Today’s culture often enthrones freedom as the highest good, as an absolutely inviolable tenet.

Undoubtedly, freedom is one of our innate longings, and it needs to be protected. Yet in our idealization of freedom, we shouldn’t forget that freedom is itself not the ultimate end — it is a means to some higher, nobler purpose. The purpose that brings us the deepest fulfillment is love: we all want to love and be loved.

And forming any kind of loving relationship requires subordinating freedom to love. When two people get married, they give up much of the freedom they may have earlier had to dally with others so that they can deepen their mutual relationship.
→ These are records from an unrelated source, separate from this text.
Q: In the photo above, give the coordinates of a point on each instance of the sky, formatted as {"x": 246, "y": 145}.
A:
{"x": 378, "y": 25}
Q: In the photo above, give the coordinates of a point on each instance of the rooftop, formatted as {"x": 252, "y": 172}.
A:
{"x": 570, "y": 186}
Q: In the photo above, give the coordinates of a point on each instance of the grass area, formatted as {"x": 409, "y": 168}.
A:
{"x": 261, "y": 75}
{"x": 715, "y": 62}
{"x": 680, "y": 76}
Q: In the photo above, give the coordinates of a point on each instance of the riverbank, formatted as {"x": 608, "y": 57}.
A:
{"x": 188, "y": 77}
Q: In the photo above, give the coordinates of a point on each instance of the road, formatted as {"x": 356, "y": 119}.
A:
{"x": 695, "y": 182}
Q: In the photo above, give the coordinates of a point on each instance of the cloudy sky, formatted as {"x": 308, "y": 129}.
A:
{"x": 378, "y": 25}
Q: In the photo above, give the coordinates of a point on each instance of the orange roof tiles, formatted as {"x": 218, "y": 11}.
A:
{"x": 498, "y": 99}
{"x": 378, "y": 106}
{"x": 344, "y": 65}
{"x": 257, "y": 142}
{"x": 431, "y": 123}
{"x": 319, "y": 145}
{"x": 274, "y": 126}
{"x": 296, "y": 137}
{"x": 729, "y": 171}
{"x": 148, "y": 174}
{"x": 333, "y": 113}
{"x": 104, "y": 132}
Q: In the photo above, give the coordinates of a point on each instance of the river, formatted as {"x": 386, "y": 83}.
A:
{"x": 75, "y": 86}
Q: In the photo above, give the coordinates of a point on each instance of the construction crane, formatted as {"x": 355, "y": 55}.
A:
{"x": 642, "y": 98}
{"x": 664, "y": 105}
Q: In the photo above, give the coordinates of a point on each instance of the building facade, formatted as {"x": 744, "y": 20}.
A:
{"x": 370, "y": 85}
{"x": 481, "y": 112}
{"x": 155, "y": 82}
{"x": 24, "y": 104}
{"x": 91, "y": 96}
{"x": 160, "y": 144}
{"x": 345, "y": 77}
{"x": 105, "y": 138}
Similarly, when a mother has a baby, her freedom is often curtailed by the need to care for the baby. But the love inherent in such caring brings a profound fulfillment that freedom alone can’t.

If we approach spiritual life and bhakti-yoga with freedom-centered spectacles, we may find bhakti’s rules restrictive. But if we shift our focus from freedom to love, we will realize that those rules facilitate the freedom to love. They help us raise our consciousness from matter to Krishna, thereby kindling our devotion for him and enabling us to relish the supremely fulfilling bond of love with him.
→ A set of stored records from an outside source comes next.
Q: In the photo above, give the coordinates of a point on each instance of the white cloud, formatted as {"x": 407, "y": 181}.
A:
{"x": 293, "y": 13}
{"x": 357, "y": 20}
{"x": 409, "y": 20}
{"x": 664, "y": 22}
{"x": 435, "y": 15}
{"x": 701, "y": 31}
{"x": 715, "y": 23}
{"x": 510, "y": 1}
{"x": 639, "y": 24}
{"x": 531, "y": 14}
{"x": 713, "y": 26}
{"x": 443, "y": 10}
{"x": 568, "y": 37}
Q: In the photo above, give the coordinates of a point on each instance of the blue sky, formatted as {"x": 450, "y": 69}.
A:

And Krishna doesn’t just ask us to follow rules — he also offers us his love, and the protection and liberation thereof. At the Bhagavad-gita’s conclusion (18.66), when he asks us to devote ourselves to him, he assures that he will protect us from any untoward consequences. Ultimately, he grants the supreme freedom: freedom from material existence’s many limitations and miseries. When we practice bhakti-yoga diligently, he, by his grace, takes us to his eternal abode, where we can live and love with full freedom.